Contrariando
bastante as expectativas do meu marido, de sua família e da minha, mantive na
minha certidão de casamento o meu nome de batismo. Não renunciei ao meu
sobrenome, permaneci com o Eufrázio da minha mãe e o Romão do meu pai. É lógico
que houve quem achasse minha decisão desrespeitosa para com meu marido e acho
até que ele se sentiu um pouco magoado na época. No entanto, penso que foi
fundamental pra que eu mantivesse minha individualidade, minha identidade, a
minha história, como também uma forma de romper um pouco com essa relação de
possessividade que se estabelece no ato do casamento. A certidão de casamento guarda
uma íntima relação com a escritura de um imóvel, ambas são uma espécie de
registro de posse, e na primeira o bem adquirido é a mulher. Como ainda vivemos
numa sociedade patriarcal, nós mulheres, na ocasião do casamento, deixamos de
pertencer ao pai e passamos legalmente a ser um bem do marido. Naturalmente,
não foi muito difícil deixar de adotar o sobrenome do meu marido, afinal, nunca
usei o do meu pai.
Por rebeldia sempre omiti da minha assinatura o Romão do meu
pai (sério problemas relacionais que só Freud na causa), embora ele permaneça
legivelmente registrado, antes e depois do casamento, em qualquer um dos meus documentos.

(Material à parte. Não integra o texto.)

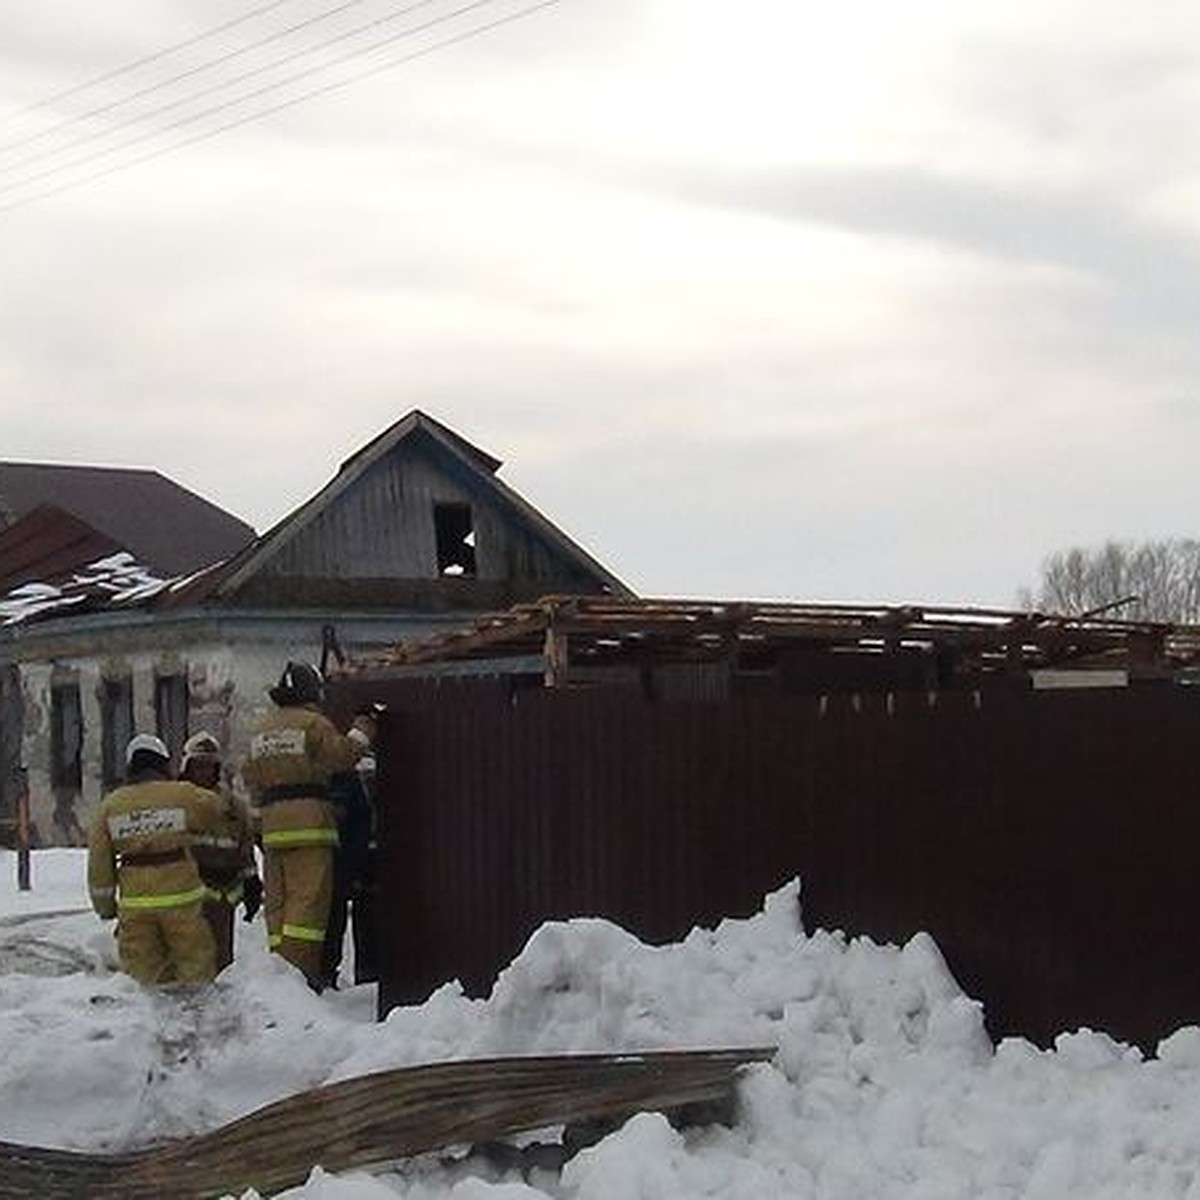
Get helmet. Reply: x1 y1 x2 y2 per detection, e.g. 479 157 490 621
125 733 170 768
269 661 325 706
179 731 221 776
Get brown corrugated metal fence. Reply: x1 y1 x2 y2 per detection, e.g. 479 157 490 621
332 677 1200 1051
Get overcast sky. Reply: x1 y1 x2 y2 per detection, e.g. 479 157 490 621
2 0 1199 607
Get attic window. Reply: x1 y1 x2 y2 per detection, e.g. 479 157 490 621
434 502 477 578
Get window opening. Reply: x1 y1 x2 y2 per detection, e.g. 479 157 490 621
434 502 478 577
50 683 82 790
155 674 189 763
100 677 133 788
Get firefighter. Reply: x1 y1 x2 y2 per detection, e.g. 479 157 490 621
240 662 362 991
87 733 222 987
180 731 263 973
321 703 382 989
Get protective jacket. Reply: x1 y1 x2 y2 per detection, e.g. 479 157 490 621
241 705 360 850
242 704 361 983
88 778 223 919
192 791 256 904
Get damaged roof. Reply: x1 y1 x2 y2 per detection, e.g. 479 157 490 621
351 594 1200 681
0 410 628 628
0 504 222 628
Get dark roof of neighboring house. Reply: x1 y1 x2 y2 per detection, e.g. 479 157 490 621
0 461 255 577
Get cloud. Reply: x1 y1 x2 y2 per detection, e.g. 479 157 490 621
3 0 1200 610
649 161 1193 285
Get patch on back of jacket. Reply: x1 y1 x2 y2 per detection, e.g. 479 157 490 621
251 729 307 760
108 807 187 840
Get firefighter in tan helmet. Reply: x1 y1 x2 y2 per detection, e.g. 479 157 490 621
179 731 262 973
87 733 223 986
241 662 369 991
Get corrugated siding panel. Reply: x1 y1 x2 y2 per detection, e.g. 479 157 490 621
352 678 1200 1051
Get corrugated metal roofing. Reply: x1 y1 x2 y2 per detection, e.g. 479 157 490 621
0 505 121 595
0 461 255 576
0 504 223 627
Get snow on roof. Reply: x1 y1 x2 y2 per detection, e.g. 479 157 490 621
0 551 177 626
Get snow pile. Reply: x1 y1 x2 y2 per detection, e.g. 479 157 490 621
5 850 1200 1198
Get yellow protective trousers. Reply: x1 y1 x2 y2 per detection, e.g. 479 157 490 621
117 903 216 986
263 843 334 982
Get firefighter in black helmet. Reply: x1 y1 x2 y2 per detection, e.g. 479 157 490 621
241 662 365 990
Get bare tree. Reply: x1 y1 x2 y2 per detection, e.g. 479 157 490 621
1019 539 1200 623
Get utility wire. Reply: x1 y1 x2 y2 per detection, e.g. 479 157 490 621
0 0 562 217
0 0 378 159
2 0 307 122
0 0 496 196
0 0 451 176
0 0 492 196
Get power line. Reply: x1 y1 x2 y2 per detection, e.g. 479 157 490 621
2 0 308 122
0 0 446 175
0 0 378 159
0 0 563 217
0 0 492 199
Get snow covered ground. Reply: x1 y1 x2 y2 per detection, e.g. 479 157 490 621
4 849 1200 1199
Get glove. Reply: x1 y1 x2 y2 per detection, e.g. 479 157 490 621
242 874 264 923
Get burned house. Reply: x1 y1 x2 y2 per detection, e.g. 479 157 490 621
0 411 629 845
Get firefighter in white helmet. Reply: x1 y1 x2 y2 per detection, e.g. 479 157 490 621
180 731 262 972
87 733 223 986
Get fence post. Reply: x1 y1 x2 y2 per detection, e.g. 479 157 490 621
16 768 30 891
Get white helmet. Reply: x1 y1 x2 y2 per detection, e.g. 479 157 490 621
125 733 170 767
180 731 221 775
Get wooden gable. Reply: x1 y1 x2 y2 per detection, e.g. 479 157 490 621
211 411 630 612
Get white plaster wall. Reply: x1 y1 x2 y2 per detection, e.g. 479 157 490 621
19 662 52 842
209 638 329 803
19 657 106 845
18 645 257 843
10 611 456 845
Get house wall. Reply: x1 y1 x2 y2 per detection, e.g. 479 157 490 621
2 611 461 846
15 647 240 844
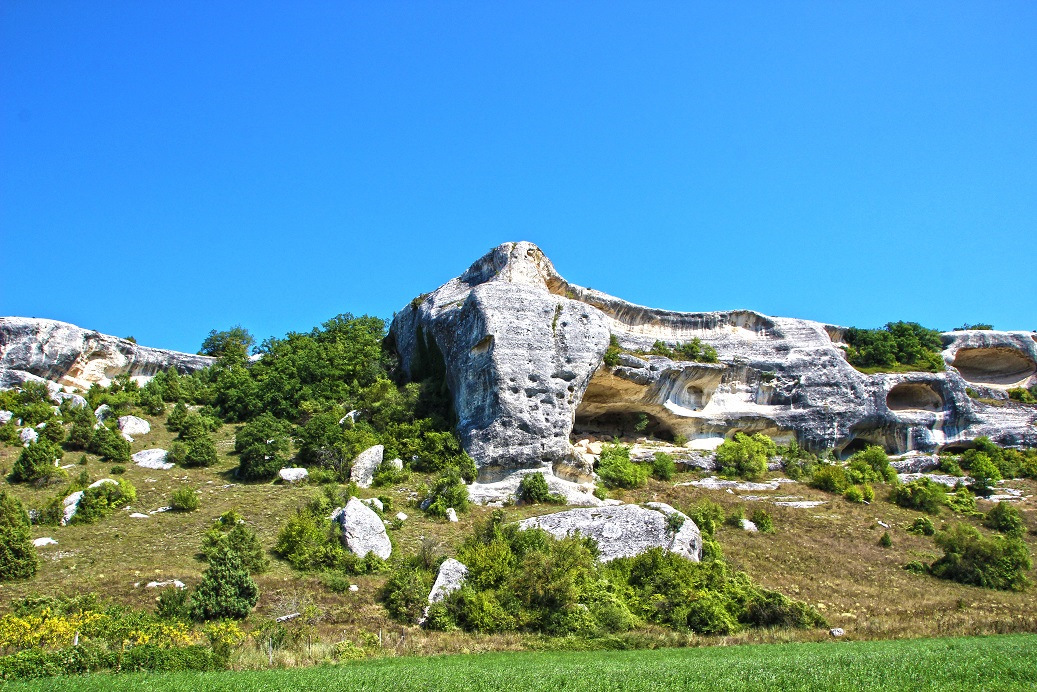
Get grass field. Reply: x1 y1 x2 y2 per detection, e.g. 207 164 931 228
7 634 1036 691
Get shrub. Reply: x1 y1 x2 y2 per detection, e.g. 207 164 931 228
1008 387 1037 404
810 464 849 494
984 502 1025 537
843 321 944 372
715 433 775 481
967 454 1001 495
878 531 893 547
861 483 875 502
72 479 136 524
166 402 189 431
725 505 745 528
844 486 864 503
688 499 725 536
189 549 260 620
890 477 947 514
517 473 563 505
423 469 470 517
846 446 894 484
749 508 773 533
596 443 648 489
10 440 65 485
602 335 622 367
908 516 936 536
109 464 126 475
372 458 409 487
87 425 130 463
275 508 343 571
938 455 964 476
202 521 269 573
947 486 978 515
382 565 434 623
156 586 191 620
0 490 38 581
929 522 1031 591
171 487 200 512
651 452 677 481
235 413 293 480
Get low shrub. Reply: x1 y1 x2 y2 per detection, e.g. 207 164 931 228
715 433 775 481
878 531 893 547
235 413 293 480
423 469 470 517
72 478 136 524
517 473 563 505
171 487 200 512
947 487 979 516
275 508 344 571
749 508 774 533
0 490 38 581
907 516 936 536
687 499 725 537
890 477 947 514
381 565 434 623
651 452 677 481
9 440 65 485
87 425 130 463
929 522 1031 591
984 502 1025 537
844 486 864 503
596 443 648 489
372 458 409 487
810 464 849 494
188 549 260 620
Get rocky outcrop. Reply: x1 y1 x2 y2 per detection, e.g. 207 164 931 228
0 317 214 391
467 468 605 507
518 503 702 562
332 497 392 560
390 242 1037 479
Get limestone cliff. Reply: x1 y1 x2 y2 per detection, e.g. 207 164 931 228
0 317 214 391
390 242 1037 479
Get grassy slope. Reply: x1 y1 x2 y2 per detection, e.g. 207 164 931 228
8 634 1037 691
1 415 1036 663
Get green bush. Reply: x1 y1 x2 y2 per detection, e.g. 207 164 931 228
844 486 864 503
846 446 894 484
235 413 293 480
929 523 1031 591
518 473 563 505
87 425 130 463
1007 387 1037 404
878 531 893 547
275 508 344 571
596 443 648 489
166 402 189 431
843 321 944 372
72 479 136 524
423 469 470 517
188 548 259 621
687 499 725 537
372 458 409 487
907 516 936 536
890 477 947 514
715 433 775 481
382 565 434 623
966 454 1001 495
156 586 190 620
602 335 622 367
651 452 677 481
10 439 65 485
202 521 269 573
0 490 38 581
809 464 849 494
984 502 1025 537
749 508 774 533
171 487 200 512
947 486 978 515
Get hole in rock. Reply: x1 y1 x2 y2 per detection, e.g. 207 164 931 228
573 411 674 441
952 347 1036 386
886 382 944 412
470 335 494 355
839 437 879 458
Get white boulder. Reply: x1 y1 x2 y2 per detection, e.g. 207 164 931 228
133 449 174 470
118 415 151 436
395 512 409 522
429 558 468 605
278 467 309 483
146 580 186 589
349 444 384 488
51 392 88 409
445 508 458 523
0 410 13 424
332 497 392 560
361 497 383 512
94 404 112 423
33 537 58 547
19 428 38 445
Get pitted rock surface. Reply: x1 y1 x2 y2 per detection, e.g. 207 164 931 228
518 503 701 562
389 242 1037 480
332 497 392 560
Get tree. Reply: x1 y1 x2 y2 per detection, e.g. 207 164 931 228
235 413 293 480
189 548 260 620
199 326 255 361
10 439 65 485
0 490 38 581
715 433 775 480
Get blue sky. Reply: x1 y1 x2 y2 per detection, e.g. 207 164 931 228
2 2 1035 353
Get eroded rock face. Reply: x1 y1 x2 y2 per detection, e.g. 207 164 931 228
0 317 214 391
518 503 702 562
332 497 392 560
389 242 1037 477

Eu até poderia exclui-lo, mas já que esta lá, deixe-o que fique. No entanto, eu
não renunciaria ao meu nome de registro pra assumir o do meu esposo de forma
alguma. Pode parecer bobagem, mas meu nome de batismo diz quem eu sou, conta
toda uma história, tenho a impressão que ao mudá-lo eu perderia um pouco da
minha identidade. Muda-lo seria renunciar ao direito de permanecer quem eu sou,
seria legitimar a opressão e a minha coisificação. Sentiria que eu teria me
tornado um objeto ou uma coisa com dono, sem passado, sem memória e sem
história. Bem, mas essa é intensão do casamento, né mesmo? Apagar o passado da
mulher, cortar todos os vínculos anteriores, abraçar a família do marido como
sua, como também formar seus decentes. Só que não! Ninguém deve renunciar a sua
história, até mesmo porque por mais que queiramos ela faz parte de nós. O casamento
deve ser um somatório de histórias e sujeitos, cada um levando a sua bagagem e
isso inclui nome, sobrenome, amigos, manias e até apelido.
Às vezes me pego
pensando e não consigo compreender como as mulheres norte-americanas levam a
adiante a tradição de serem tratadas formalmente pelo pronome de tratamento,
senhora, mais o sobrenome do marido. Não toleraria ser chamada de Senhora Nascimento,
iria me sentir despersonalizada, não consigo sequer pensar melhor sobre essa
possibilidade. Tenho personalidade demais pra passar por esse tipo de situação.
Bem, mas essa tradição não se propaga gratuitamente ou ingenuamente, ela tem o
intuito de manter a mulher na situação de subserviência. Através dessa tradição
arcaica e pouco questionada se leva adiante a cultura de inferiorização do
gênero feminino e afirmação da supremacia masculina. É a partir dessa tradição
que se nega a existência da mulher enquanto sujeito histórico, autônomo, intelectualmente
capaz e independente. Que fique claro que não estou criticando o casamento, até
mesmo porque estou casada há 16 anos e pretendo continuar assim por muitos
outros, minha crítica se refere à renúncia de porção significativa da nossa
identidade pra incorporar parte de uma história que não nos pertence. O
casamento pode, e deve, ser o compartilhamento de uma trilha, aonde cada um irá
levar sua bagagem pra se somar a do outro com intuito de tornar a vida em
comum mais rica, sem que ninguém tenha que fazer renúncias, principalmente a
mulher.
1 comentário:
Adorei o texto e concordo muito com vc. Essa "tradicao" inferioriza ad mulheres, que continuam reproduzindo isso. Estou noiva e ja avisei que n mudarei meu nome. N faz sentido passar a assinar diferente.